Article body
« L’immense farce qu’est l’évaluation » (p. 31), « la comédie qu’est la réussite » (p. 124), la hausse artificielle des taux de diplomation (p. 160) : c’est le grand mensonge de l’éducation que portent sur la place publique trois enseignants de français, au primaire, au secondaire et au collégial respectivement. Adepte de la pédagogie par projet avant la norme, Luc Germain a dû revenir à un enseignement plus traditionnel, les enfants de sixième année ne maîtrisant pas suffisamment la langue pour être embarqués dans une « TRÈS motivante » aventure théâtrale. C’est que l’actuel « renouveau pédagogique » vise surtout à masquer les difficultés d’apprentissage ou à les éliminer magiquement, de deux façons complémentaires : supprimer les redoublements et regrouper les « poches » avec les « bolés » dans des classes hétérogènes, où ceux-ci seraient censés entraîner ceux-là à apprendre en s’amusant. Et ça fonctionne, en ce sens que les élèves « réussissent » de plus en plus en en sachant de moins en moins.
Luc Papineau pose un diagnostic analogue pour le secondaire, tout en ratissant beaucoup plus large. Pour dégager les multiples raisons de l’échec pédagogique, il a eu recours à un abondant dossier de presse et d’Internet, en sus de son expérience personnelle. Faisant flèche de tout bois, le vigoureux propos manque par endroit de cohérence. Papineau déplore le double processus de nivellement par le bas de l’enseignement du français au secteur régulier : l’écrémage opéré par les programmes particuliers destinés à concurrencer l’école privée et l’intégration des élèves en difficulté dans les classes régulière. (Si je comprends bien, il faudrait des classes plus homogènes pour l’élève faible et l’élève moyen, mais pas pour les « éléments performants » ?) Il dénonce aussi « le fait que la profession se meurt à petit feu » (p. 64), notamment en raison des tolérances d’engagement qui permettent à un bachelier disciplinaire d’enseigner sans aucune formation pédagogique ; pourtant, il avouera plus loin que ses études en pédagogie furent « la plus grande perte de temps de [sa] vie » (p. 97). « Einstein n’aurait pu enseigner au secondaire sans refaire quatre années d’université », ironise-t-il dans une citation au second degré (ibid.). Attrapant au passage l’idée que « des professeurs d’université […] sont les véritables artisans » de la réforme scolaire (p. 74), il n’en fait pas moins porter le blâme sur les fonctionnaires du MELS, qui « a cette fâcheuse tendance à n’écouter que les avis qui le rassurent dans ses décisions » (p. 107).
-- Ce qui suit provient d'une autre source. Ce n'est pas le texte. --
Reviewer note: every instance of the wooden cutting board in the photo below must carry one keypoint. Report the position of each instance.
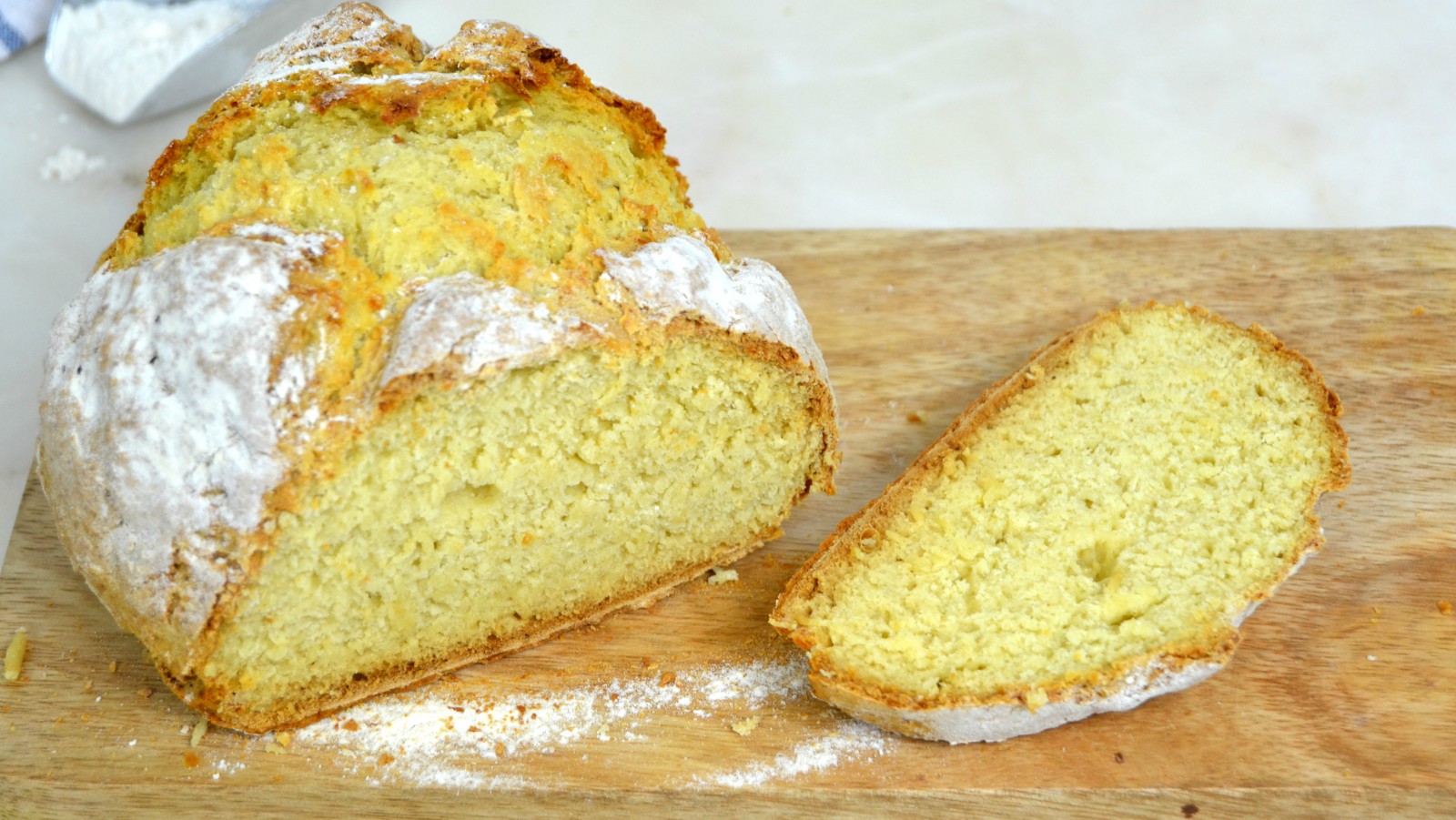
(1341, 701)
Et alors que ces « pédocrates » alliés à « certains universitaires des facultés des sciences d’éducation […], depuis quarante ans, perpétuent la culture de l’échec au Québec » (p. 127), la présente réforme constitue pourtant « un changement majeur en éducation » (p. 123).
Pour le collégial, Benoît Séguin fonde sa critique sur une description précise des programmes et de l’examen ministériel dit « épreuve uniforme de français », qu’un bon élève du primaire peut déjà réussir. Il préconise par conséquent un examen beaucoup plus exigeant, « quitte à provoquer une hécatombe » (p. 186). C’est ce que j’appellerais mettre la charrue avant les boeufs, considérant qu’il serait indécent d’exiger de nos jeunes la maîtrise de ce qu’on ne leur a enseigné qu’à moitié. Au lieu de se braquer sur la question, somme toute secondaire, de l’évaluation, on serait mieux avisé de commencer par s’en prendre aux programmes – issus de la « bêtise de nos pédagogues universitaires » (p. 195) que les auteurs dénoncent en conclusion, en sandwich entre « l’inefficacité gouvernementale » et « l’hypocrisie de nos concitoyens ».
En introduction, les auteurs soutiennent que leur « pamphlet […] vaut certainement toutes les chroniques et les savantes analyses des observateurs extérieurs » (p. 13). Mettons. Restent certaines choses qui se voient mieux à distance qu’à bûcher en pleine forêt. Si Papineau a puisé abondamment dans les chroniques, il a feuilleté un peu vite Main basse sur l’éducation et ignoré mes savantes analyses d’Un dérapage didactique, qui traitait justement de son chantier. Pour se clarifier les idées sur « les pédocrates du MELS », il aurait encore intérêt à se taper l’élégante critique de Marc Chevrier sur « Le complexe pédagogo-ministériel », dans Argument de l’automne dernier. Pour finir : ça m’embête d’avoir à renoter à un professeur de français l’usage incongru de « ce dernier » là où il n’y a pas de premier ou quand il s’agit en fait de « celui-là ».